Brown rice is full of B vitaminsBrown rice is so healthy and full of essential B vitamins.

Brown rice (or “hulled rice”) is un-milled or partialy milled rice. It is a kind of whole, natural grain. Its mild nutty flavor is slightly chewier, and more nutritious than regular white rice. Any rice, including short-grain, long-grain or sticky rice, may be eaten as brown rice.

Brown rice and white rice contain similar amounts of calories, carbohydrates, and protein. The important differences between the two forms of rice lie in processing and nutritional content.

Only the outermost layer of a grain of rice (the husk) is removed to produce brown rice.

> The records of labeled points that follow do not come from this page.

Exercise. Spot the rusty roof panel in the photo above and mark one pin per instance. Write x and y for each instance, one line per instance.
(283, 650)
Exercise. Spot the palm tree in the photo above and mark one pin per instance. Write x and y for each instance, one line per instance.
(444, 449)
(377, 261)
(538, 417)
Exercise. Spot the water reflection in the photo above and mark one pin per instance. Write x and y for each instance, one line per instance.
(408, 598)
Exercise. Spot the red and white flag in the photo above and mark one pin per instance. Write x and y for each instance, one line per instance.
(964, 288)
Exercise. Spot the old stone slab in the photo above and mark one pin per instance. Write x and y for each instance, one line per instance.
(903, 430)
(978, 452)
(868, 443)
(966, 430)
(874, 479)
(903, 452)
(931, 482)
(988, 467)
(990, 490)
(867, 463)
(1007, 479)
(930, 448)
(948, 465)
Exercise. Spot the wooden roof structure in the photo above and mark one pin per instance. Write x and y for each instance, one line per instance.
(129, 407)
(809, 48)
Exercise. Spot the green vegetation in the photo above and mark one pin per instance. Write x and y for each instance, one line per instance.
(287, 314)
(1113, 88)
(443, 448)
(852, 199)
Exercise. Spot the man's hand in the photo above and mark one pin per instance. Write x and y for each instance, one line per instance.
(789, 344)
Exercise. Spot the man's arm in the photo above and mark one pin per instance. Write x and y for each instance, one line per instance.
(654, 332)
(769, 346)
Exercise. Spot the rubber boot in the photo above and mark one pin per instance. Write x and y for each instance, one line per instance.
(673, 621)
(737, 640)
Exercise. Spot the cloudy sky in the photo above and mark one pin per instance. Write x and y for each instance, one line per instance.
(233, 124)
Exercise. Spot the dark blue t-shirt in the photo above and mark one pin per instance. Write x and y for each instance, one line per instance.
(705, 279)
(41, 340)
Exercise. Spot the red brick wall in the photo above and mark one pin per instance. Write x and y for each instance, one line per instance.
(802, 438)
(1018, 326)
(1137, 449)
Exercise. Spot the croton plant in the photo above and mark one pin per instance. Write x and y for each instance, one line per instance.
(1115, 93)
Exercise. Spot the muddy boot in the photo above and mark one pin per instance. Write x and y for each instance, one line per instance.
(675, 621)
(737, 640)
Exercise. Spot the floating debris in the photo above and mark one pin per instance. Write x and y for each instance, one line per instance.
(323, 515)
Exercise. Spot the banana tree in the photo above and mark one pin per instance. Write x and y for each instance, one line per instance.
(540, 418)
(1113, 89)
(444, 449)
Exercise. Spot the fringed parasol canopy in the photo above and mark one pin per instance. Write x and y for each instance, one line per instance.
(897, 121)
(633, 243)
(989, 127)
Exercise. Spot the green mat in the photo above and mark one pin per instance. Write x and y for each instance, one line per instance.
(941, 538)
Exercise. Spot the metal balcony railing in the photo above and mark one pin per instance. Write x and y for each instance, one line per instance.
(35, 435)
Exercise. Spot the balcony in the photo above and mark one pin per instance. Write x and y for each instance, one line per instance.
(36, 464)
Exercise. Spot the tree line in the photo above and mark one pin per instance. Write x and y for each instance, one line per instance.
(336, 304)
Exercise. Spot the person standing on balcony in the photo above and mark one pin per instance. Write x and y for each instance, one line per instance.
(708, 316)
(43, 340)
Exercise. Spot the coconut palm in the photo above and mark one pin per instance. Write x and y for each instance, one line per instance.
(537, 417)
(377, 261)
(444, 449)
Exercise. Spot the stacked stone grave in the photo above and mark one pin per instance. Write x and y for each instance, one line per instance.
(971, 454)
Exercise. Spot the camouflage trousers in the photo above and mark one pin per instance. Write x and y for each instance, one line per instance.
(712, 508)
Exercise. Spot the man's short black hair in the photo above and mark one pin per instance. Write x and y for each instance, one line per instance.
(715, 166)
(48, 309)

White rice, on the other hand, is produced by removing the next layers underneath the husk (the bran layer and the germ), leaving mostly the starchy endosperm (white grains).

Many vitamins and dietary minerals are lost during this removal and subsequent polishing process. Some of these missing nutrients, such as Vitamin B1, Vitamin B3, and iron are occasionally added back into the white rice making it “enriched”. Food suppliers in the US are required to do this by the Food and Drug Administration (FDA). Of course these nutrients have now lost their original form and are added back in a synthesized way.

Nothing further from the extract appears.